Re: BigQuery external table limitations

amlanroy1980

I have e-commerce product details stored in CSV format in the GCS bucket. Each file contains the attributes of a single product. The number of such files is approximately 4 billion.

I am planning to use a BigQuery external table to query the data.

It worked when I tested with 10 million such files. My question is, will it work when the number of files is as high as 4 billion? Even if it takes time (15-30 mins), it is fine.

What are the other recommended options to query the data if we don't use the BigQuery external table?

ms4446

Hi @amlanroy1980 ,

Testing with 10 million files is a good start, and it's encouraging to hear it worked well. However, scaling up to 4 billion files introduces significant challenges due to the inherent limitations and overheads associated with managing such a large number of files.

Challenges:

Metadata Overhead: As the number of files increases, so does the metadata that BigQuery needs to manage, potentially becoming a bottleneck.
Query Performance: BigQuery's performance might degrade when handling billions of files, especially smaller ones, due to the overhead of opening and reading each file.
Cost Concerns: Given that query costs in BigQuery are tied to the amount of data processed, the costs could escalate quickly due to the sheer number of files.

Potential Strategies:

Partitioning: Using natural divisions in your data (e.g., product categories, date) can help by reducing the scope of data scanned in each query, potentially improving performance.
Hierarchical Structure: Organizing your files in a logical directory structure within your GCS bucket (by category, then subcategory) can aid in management but won't necessarily enhance query speed.
Batching: Consider periodically loading subsets of your data into BigQuery managed tables. While this adds some latency and requires infrastructure for data synchronization, it can offer faster query times.

Alternatives to Consider:

Managed Tables: Directly importing your data into BigQuery managed tables could yield the best query performance, though it involves managing both the initial load and ongoing data updates.
Use of Wildcards: Employing wildcards in your external table definitions can ease managing file paths and schemas, though this alone doesn’t address all metadata overhead issues.
Cloud Storage FUSE: This solution allows GCS buckets to be mounted as filesystems, which might be useful for certain access patterns but is generally less suitable for enhancing SQL query performance.

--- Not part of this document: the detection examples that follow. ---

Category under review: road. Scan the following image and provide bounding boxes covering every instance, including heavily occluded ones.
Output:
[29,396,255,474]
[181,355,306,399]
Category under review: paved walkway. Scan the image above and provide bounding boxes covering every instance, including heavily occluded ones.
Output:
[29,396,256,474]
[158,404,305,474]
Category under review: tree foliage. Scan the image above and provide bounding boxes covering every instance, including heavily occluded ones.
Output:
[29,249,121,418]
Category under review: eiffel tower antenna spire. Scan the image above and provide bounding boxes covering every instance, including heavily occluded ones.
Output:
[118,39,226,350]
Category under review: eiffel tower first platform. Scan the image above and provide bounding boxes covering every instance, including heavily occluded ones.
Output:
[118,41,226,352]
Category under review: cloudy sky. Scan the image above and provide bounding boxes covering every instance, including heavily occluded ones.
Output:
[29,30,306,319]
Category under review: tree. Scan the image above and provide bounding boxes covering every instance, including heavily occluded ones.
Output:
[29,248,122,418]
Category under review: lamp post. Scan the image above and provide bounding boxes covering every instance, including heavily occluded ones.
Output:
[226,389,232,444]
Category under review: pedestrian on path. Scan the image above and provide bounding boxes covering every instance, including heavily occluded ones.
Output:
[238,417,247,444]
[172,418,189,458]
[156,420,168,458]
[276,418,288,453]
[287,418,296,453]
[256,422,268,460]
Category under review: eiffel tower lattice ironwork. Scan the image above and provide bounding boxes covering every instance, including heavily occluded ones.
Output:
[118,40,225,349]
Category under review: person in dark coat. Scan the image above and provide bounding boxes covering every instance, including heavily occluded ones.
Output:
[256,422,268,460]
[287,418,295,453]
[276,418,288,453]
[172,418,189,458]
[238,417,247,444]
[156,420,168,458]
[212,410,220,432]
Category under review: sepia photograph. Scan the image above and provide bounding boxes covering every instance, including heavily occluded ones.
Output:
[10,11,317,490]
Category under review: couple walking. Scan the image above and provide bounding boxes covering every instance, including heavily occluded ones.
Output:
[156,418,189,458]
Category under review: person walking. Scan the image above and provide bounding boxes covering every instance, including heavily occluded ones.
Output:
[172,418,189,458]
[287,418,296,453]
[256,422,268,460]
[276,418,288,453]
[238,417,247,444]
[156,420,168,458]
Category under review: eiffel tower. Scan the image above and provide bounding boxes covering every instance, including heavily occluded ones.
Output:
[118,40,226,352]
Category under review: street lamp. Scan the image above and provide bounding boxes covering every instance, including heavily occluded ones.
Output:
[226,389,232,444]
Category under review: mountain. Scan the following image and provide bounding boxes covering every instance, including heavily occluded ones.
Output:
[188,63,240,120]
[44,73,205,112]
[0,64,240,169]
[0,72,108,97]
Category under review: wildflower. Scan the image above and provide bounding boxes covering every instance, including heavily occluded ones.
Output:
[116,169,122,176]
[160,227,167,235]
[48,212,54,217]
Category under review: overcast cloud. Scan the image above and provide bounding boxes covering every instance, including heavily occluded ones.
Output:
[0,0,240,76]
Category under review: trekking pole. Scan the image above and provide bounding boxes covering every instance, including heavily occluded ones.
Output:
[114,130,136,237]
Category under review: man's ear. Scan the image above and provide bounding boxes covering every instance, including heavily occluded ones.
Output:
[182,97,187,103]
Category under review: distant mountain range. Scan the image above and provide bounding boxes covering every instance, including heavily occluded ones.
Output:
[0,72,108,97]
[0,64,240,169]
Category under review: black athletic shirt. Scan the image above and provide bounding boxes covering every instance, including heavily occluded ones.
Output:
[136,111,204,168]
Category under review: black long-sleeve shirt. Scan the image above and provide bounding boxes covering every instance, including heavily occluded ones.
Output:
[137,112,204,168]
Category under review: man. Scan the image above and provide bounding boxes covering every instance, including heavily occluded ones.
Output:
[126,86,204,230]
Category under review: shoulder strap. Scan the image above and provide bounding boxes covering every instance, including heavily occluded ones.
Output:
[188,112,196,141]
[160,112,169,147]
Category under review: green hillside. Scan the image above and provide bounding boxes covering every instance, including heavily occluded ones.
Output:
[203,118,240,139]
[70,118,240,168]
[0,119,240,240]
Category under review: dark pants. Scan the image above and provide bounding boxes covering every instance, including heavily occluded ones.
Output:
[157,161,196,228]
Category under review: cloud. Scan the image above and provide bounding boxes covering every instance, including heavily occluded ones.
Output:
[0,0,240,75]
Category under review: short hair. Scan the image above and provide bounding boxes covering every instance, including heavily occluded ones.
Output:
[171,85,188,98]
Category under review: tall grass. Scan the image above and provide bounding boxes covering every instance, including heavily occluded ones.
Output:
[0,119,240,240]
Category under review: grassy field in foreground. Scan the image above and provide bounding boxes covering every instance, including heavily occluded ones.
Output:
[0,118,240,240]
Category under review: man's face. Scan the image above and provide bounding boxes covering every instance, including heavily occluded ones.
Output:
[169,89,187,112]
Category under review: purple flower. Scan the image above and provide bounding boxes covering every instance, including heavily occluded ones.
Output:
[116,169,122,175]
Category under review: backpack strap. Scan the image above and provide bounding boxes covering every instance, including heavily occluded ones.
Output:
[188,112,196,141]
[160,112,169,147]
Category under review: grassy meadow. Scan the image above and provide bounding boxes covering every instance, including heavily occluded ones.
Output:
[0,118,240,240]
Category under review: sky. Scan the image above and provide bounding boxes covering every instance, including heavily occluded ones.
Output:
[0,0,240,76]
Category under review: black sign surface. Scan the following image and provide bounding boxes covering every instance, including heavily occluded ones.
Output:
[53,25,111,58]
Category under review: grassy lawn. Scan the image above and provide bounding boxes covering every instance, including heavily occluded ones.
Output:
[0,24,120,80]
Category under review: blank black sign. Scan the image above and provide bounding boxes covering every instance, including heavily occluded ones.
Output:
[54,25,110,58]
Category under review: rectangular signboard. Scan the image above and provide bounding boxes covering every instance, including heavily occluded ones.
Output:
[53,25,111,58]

Start with external tables combined with a strategic partitioning approach to see if it meets your performance needs. If you encounter performance issues, transitioning to managed tables for more frequently accessed queries might be beneficial.

amlanroy1980

Thanks, @ms4446 , for the reply.

We are already using a native BigQuey table for commonly used queries. We have identified the attributes that are frequently queried; we have extracted them from JSON and stored them in individual columns in a BigQuery native table. So, I am not really worried about the performance of the external table. Frequently used queries will be executed on the native table.

For the external table, I was wondering whether an external table will even work if the number of files is as high as 4 billion. It's fine if it takes time; may be even 30-60 mins.

Also, what are the possible options to make the external table more efficient for querying?

ms4446

Hi @amlanroy1980 ,

BQ external tables can, in theory, handle a dataset of this size. However, managing such a large number of files will come with its challenges, particularly in terms of metadata management and the time it takes to initiate and execute queries. As you mentioned, if query execution times of up to 30-60 minutes are acceptable, then it's technically feasible to use an external table for your scenario.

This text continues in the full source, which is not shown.